Classification of fields which are isomorphic to some finite extension

Question

For what fields $K$ do there exist finite extensions $E/K$ (of degree $>1$) such that $K\cong E$?

If $K$ has finite degree over its prime field, then any finite extension $E/K$ has greater degree over the prime field, therefore $E\not\cong K$.

On the other hand, if $K=k(x)$ for some field $k$, then adjoining a formal square root $y$ of $x$ gives an extension $K(y)/K$ of degree $2$ such that $K\cong K(y)$, since $K=k(x)\cong k(y)=K(y)$.
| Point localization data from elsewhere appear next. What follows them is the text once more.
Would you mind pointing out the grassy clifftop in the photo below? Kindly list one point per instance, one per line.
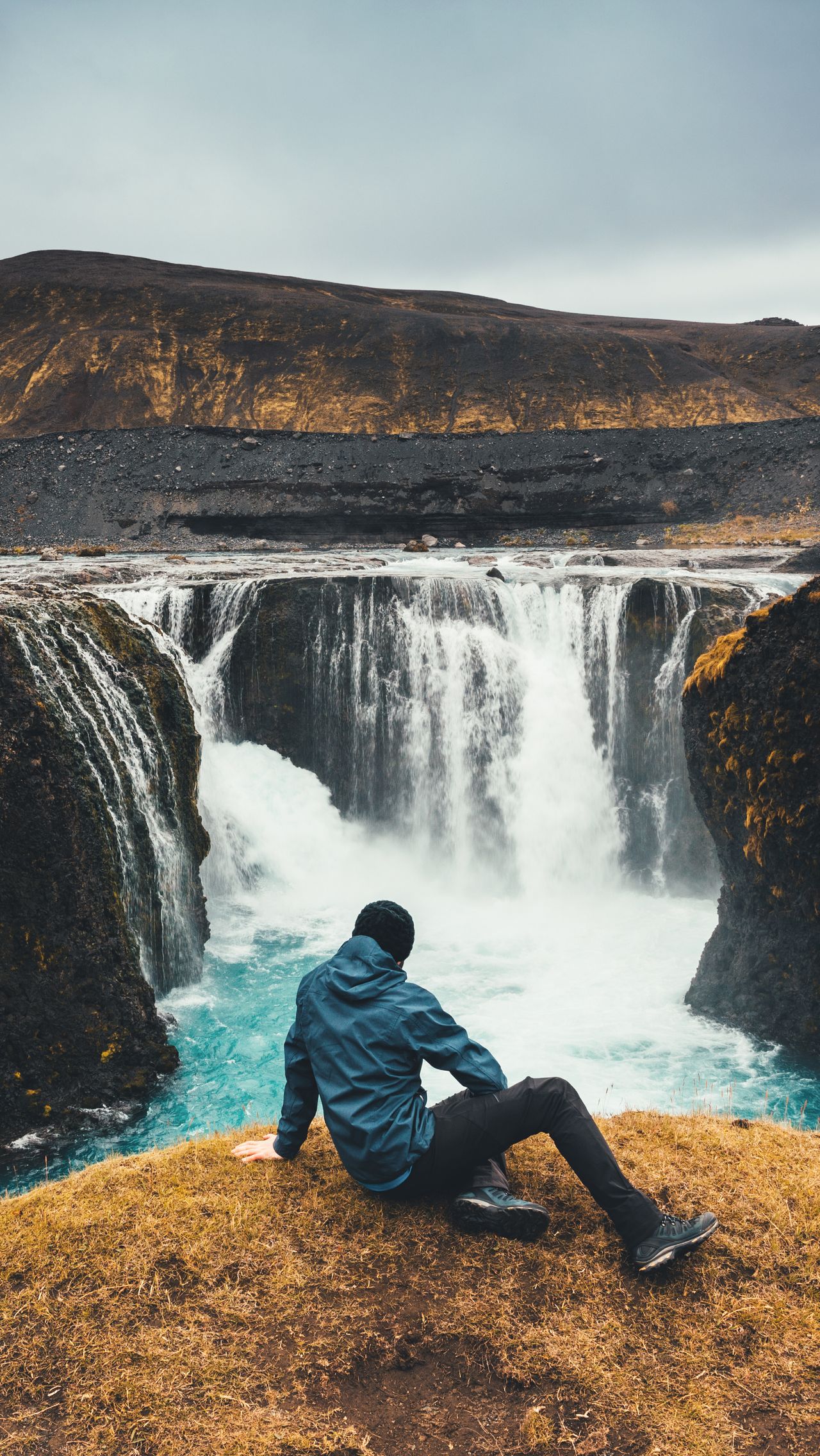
(181, 1303)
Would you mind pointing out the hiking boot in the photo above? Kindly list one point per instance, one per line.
(494, 1211)
(673, 1237)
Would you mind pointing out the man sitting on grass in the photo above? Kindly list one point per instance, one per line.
(360, 1036)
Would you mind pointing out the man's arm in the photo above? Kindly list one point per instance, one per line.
(300, 1095)
(299, 1107)
(433, 1032)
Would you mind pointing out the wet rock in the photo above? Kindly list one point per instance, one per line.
(78, 1016)
(752, 736)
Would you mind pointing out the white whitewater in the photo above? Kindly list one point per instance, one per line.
(491, 716)
(111, 716)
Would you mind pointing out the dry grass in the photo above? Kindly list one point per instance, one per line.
(178, 1303)
(789, 529)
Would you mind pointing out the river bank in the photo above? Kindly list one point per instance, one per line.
(179, 1305)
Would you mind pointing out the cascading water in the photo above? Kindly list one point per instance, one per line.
(110, 713)
(506, 759)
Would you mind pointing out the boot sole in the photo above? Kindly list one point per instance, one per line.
(525, 1225)
(668, 1255)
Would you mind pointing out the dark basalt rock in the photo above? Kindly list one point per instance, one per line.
(752, 732)
(79, 1025)
(199, 488)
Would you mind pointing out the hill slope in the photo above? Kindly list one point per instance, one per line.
(179, 1305)
(101, 341)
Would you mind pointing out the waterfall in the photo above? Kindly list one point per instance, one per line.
(108, 709)
(519, 736)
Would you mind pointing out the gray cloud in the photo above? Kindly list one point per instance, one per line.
(646, 156)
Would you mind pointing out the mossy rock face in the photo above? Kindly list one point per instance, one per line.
(752, 732)
(78, 1018)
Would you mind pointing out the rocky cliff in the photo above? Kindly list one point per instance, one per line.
(191, 488)
(101, 341)
(752, 731)
(98, 766)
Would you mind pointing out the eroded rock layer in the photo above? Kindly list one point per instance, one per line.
(102, 341)
(752, 731)
(197, 486)
(98, 779)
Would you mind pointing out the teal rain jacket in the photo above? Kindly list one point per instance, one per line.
(360, 1036)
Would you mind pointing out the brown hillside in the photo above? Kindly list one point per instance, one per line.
(179, 1305)
(101, 341)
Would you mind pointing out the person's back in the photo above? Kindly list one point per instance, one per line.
(360, 1036)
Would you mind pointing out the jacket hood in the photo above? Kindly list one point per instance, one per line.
(361, 970)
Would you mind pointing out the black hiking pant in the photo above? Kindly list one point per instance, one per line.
(472, 1135)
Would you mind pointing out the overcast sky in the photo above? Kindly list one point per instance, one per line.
(618, 156)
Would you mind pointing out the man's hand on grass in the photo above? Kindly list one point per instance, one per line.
(254, 1151)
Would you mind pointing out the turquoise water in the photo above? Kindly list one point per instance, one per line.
(541, 944)
(232, 1025)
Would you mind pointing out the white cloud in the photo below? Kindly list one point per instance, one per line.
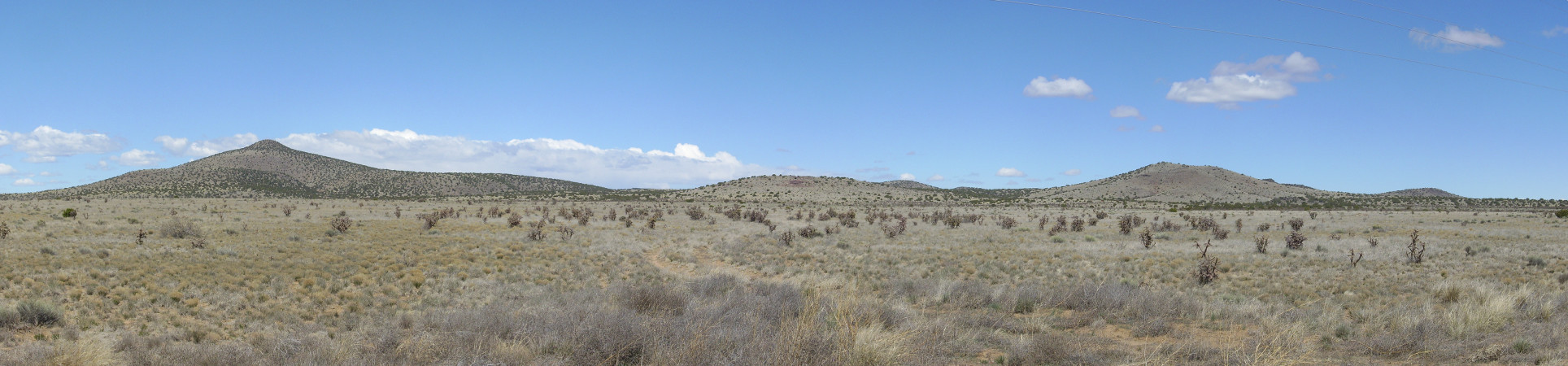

I suspect the same holds for any field which contains an element which is transcendental over its prime subfield. However, I'm at a loss for how to deal with cases like infinite algebraic extensions.

Answer 1

Luroth's theorem on simple transcendental extension says what you have described is possible in every degree. Instead of going upwards you just have to search inward: For any transcendental $x$ over $K$ and any polynomial $f(x)$ with coefficients in $K$ the subfield of $K(x)$ generated by $f$ over $K$ is actually isomorphic to $K(x)$. Clearly $K(x)$ is an extension of degree = degree of $f$ over $K(f)$.

Answer 2

In contrast to Vanchinathan's answer there are many fields, that do not have the property under discussion: consider the function field $F$ of an algebraic curve over a field $K$, or in other words a finitely generated field extension $K\subset F$ of transcendence degree $1$. Assume that $K$ is the algebraic closure of a finite field or of the rationals to make the connection to the original post of Axel Becker. Let $E\supset F$ be a finite separable extension of degree $n>1$ isomorphic to $F$ via $\sigma$ say. Then $\sigma$ leaves the elements of $K$ fix and we can apply the genus formula of Riemann-Hurwitz to get:

$2g_E-2=n(2g_F-2)+d$,

where $d\geq 0$. Since $F$ and $E$ are ismorphic over $K$ we get $g_F=g_E$ and we see that the equation can never be true in the case $g_F>1$. The remaining cases are the following:

1. $F$ is the function field of an elliptic curve over $K$,
2. $F$ is a rational function field (see Vanchinathan's answer).